I've dont think I've come accross a 30mph camera at the bottom of a good hill. I often go over the 35mph (110%+2mph) required for driver prosecution but I only do that on a long hill without the possibility of things pulling out, etc; a cyclist can't be done for speeding but I'd rarther not be dead


----------



## 152l2 (22 Oct 2013)

Good work fella. I hope you had time to slow down for those pesky bypass protestors at the bottom of the hill.


----------



## Nigel-YZ1 (22 Oct 2013)

There's one place I used to set off a panel at, which was fun. Then I discovered Strava


----------



## MarkF (22 Oct 2013)

Happens lots here, it's *the* West Riding sport, a Yorkshire thing, probably a lack of manliness in other regions. I set them off on the A657 regularly, on my hybrid.................with shopping..............uphill if I'm feeling jaunty.


----------



## Supersuperleeds (14 Dec 2013)

Eventually found a speed camera in Leicester that I think I can trip. Went out today and attacked it, I hit 30.2mph before I had to slow for the car in front of me.
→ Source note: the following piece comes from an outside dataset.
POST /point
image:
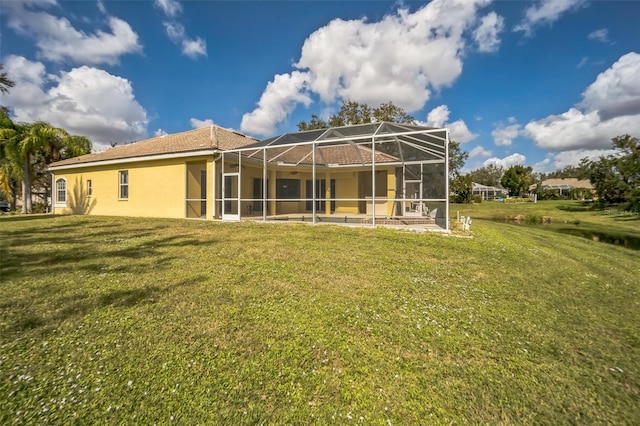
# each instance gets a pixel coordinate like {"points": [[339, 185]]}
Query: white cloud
{"points": [[503, 134], [278, 100], [175, 31], [610, 107], [601, 35], [84, 101], [546, 12], [506, 162], [57, 40], [194, 48], [191, 47], [582, 62], [458, 130], [616, 91], [558, 160], [479, 151], [170, 8], [401, 58], [196, 124], [486, 35]]}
Pretty sure it didn't flash me, but at least I broke the limit


----------



## gavgav (14 Dec 2013)

I always like dropping down the bank into hawkshead in the lakes, as they have one of those electronic gadgets that tells you the speed you are doing. I know I have a speedo on the bike, but it's just fun to me


----------



## Jefferson Meriwether (15 Dec 2013)

152l2 said:


> Good work fella. I hope you had time to slow down for those pesky bypass protestors at the bottom of the hill.



I haven't seen any of those protesters in quite a while now; they seem to have disappeared for the moment


----------



## jdtate101 (15 Dec 2013)

On one of our local TT's the course runs through a small 30mph section (mostly 50mph limits) which is ever so slightly downhill. The club photographer was stationed there taking shots and said the speed camera there went off about 40 times during the race, so I'm sure the local plod was wondering WTF was going on.


----------



## HLaB (15 Dec 2013)

Supersuperleeds said:


> Eventually found a speed camera in Leicester that I think I can trip. Went out today and attacked it, I hit 30.2mph before I had to slow for the car in front of me. Pretty sure it didn't flash me, but at least I broke the limit


You had a few mph before that, they are set @ 110% + 2mph (35mph in a 30zone).


----------



## Jefferson Meriwether (17 Jan 2014)

The other Thursday morning I had my GoPro recording as I went down into Chideock and recorded the speed camera going off. The first minute or so of the video is pretty much blackness due to no street lighting; jump to about 1m15s for the more interesting bit.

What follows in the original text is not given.